I then take these compounded annual rates of returns and create summary statistics, such as the mean, median, maximum, and minimum return. I also plot a histogram of annual compounded rates of returns, whereby I cap off the x-axis of the graph to only show returns between -100% and 100% so that the data can be visualized better in the histogram.
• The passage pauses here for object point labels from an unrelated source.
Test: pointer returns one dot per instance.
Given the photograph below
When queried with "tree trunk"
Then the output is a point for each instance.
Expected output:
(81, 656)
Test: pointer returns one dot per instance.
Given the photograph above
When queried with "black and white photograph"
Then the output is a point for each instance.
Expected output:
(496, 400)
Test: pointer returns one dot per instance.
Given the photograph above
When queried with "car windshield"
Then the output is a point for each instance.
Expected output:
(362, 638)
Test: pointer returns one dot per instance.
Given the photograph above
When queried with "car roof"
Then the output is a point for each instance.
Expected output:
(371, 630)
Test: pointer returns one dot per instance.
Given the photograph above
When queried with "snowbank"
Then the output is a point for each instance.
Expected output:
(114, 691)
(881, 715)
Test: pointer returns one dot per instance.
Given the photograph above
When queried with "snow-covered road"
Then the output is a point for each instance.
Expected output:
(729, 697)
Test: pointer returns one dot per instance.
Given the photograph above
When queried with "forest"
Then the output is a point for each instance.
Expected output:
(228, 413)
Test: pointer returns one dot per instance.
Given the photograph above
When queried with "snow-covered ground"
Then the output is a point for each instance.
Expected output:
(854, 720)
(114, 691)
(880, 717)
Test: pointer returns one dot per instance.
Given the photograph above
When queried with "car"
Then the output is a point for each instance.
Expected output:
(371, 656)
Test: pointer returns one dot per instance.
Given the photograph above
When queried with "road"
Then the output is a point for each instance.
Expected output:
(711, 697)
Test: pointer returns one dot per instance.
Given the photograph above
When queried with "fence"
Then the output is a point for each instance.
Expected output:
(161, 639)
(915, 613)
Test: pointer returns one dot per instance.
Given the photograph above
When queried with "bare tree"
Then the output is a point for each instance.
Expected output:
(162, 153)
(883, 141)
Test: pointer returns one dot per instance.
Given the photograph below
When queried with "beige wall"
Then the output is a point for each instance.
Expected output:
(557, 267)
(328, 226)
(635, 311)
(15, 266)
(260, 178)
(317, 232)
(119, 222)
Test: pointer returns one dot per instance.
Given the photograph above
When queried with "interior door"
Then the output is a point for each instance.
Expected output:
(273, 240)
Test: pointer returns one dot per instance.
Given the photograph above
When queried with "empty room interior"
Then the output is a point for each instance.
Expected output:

From the histogram, we can see that the annual compounded returns were mostly between -25% to 50%, with a majority of returns straddling 10%.

TABLES & FIGURES

Annual Compounded Rates of Return for S&P500 stocks (in %)
Annual Compounded Rate of Return Company Ticker PERMNO CUSIP Year Market Cap
Mean 10.4190770795511 NA NA NA NA 1926-2019 NA
Median 9.47399918585479 NA NA NA NA 1926-2019 NA
Max 1389.11363394094 UNION ELECTRIC CO UEP 24985 02360810 1953-1954 279387500
Min -89.2857142857143 CAMERON BROWN INVT GROUP CB 56469 86787210 1973-1974 5307750

CODE

library(dplyr)
library(lubridate)

sp <- read.table('stock_data.csv',sep=',',header=TRUE)  #using data from 1970-2019
sp <- data.frame(sp)
str(sp)  #date object is char...
## 'data.frame':    330813 obs. of  7 variables:
##  $ PERMNO: int  10057 10057 10057 10057 10057 10057 10057 10057 10057 10057 ...
##  $ date  : chr  "01/30/1926" "02/27/1926" "03/31/1926" "04/30/1926" ...
##  $ TICKER: chr  "" "" "" "" ...
##  $ COMNAM: chr  "NATIONAL ACME CO" "NATIONAL ACME CO" "NATIONAL ACME CO" "NATIONAL ACME CO" ...
##  $ CUSIP : chr  "00462610" "00462610" "00462610" "00462610" ...
##  $ PRC   : num  -11.81 -10.25 9.25 -9.25 -8.5 ...
##  $ SHROUT: int  500 500 500 500 500 500 500 500 500 500 ...
sp = na.omit(sp)  #remove the NA's
for(i in 1:nrow(sp)){
  if(sp$PRC[i] < 0){
    sp$PRC[i] = -sp$PRC[i]
  }
}

sp <- sp %>%
  mutate(date = as.Date(date, format = "%m/%d/%Y"),
         Market_Cap = PRC*SHROUT*1000,
         cum_return = NA) 

perm = sp$PERMNO[1]  #initialize with the first stock's permno
initial_price = sp$Market_Cap[1]  #initialize with the first stock's price (which I use to get cum_returns)
year_count = 0 #initialize year count to 0... this will be used to get cum_returns

rows_with_newyear = seq(from=13, to=259362, by= 12)  #the rows in sp that are one year apart
for(i in rows_with_newyear){   #2nd year is at 13, 3rd year is at 25
  if(sp$PERMNO[i] == perm){
    year_count = year_count +1
    sp$cum_return[i] = ((sp$Market_Cap[i]/initial_price)^(1/year_count)) -1 #formula with PRC at row i vs initial_price and using year_count  
  }
  else{
    perm = sp$PERMNO[i]  #initialize with the first stock's permno
    initial_price = sp$Market_Cap[i]
    year_count =0
  }
}



sp_a = na.omit(sp)
#hist(sp_a$cum_return*100, breaks = 1000, xlim = c(-100,100), col = 'blue', main = "Annual Compounded Rates of Return for S&P500 stocks", xlab = "Compounded Rate of Return (in %)")
minimum_compounded_return = min(sp_a$cum_return)*100
maximum_compounded_return = max(sp_a$cum_return)*100
average_compounded_return = mean(sp_a$cum_return)*100
median_compounded_return = median(sp_a$cum_return)*100


#finding which stock had the max/min performance and in which year? (compounded since holding from inception to year x)
for (i in 1:nrow(sp_a)) {
  if(sp_a$cum_return[i] == max(sp_a$cum_return)){
    max_return_stock = sp_a$TICKER[i]
    max_return_company = sp_a$COMNAM[i]
    max_return_date = sp_a$date[i]
    max_return_row = i
    max_return_PERMNO = sp_a$PERMNO[i]
    max_return_CUSIP = sp_a$CUSIP[i]
    max_return_MarketCap = sp_a$Market_Cap[i]
  }
  if(sp_a$cum_return[i] == min(sp_a$cum_return)){
    min_return_stock = sp_a$TICKER[i]
    min_return_company = sp_a$COMNAM[i]
    min_return_date = sp_a$date[i]
    min_return_row = i
    min_return_PERMNO = sp_a$PERMNO[i]
    min_return_CUSIP = sp_a$CUSIP[i]
    min_return_MarketCap = sp_a$Market_Cap[i]
    
  }
}

REFERENCES

Wharton Research Data Services. “CRSP Monthly Stock” wrds.wharton.upenn.edu, accessed 01/30/2021.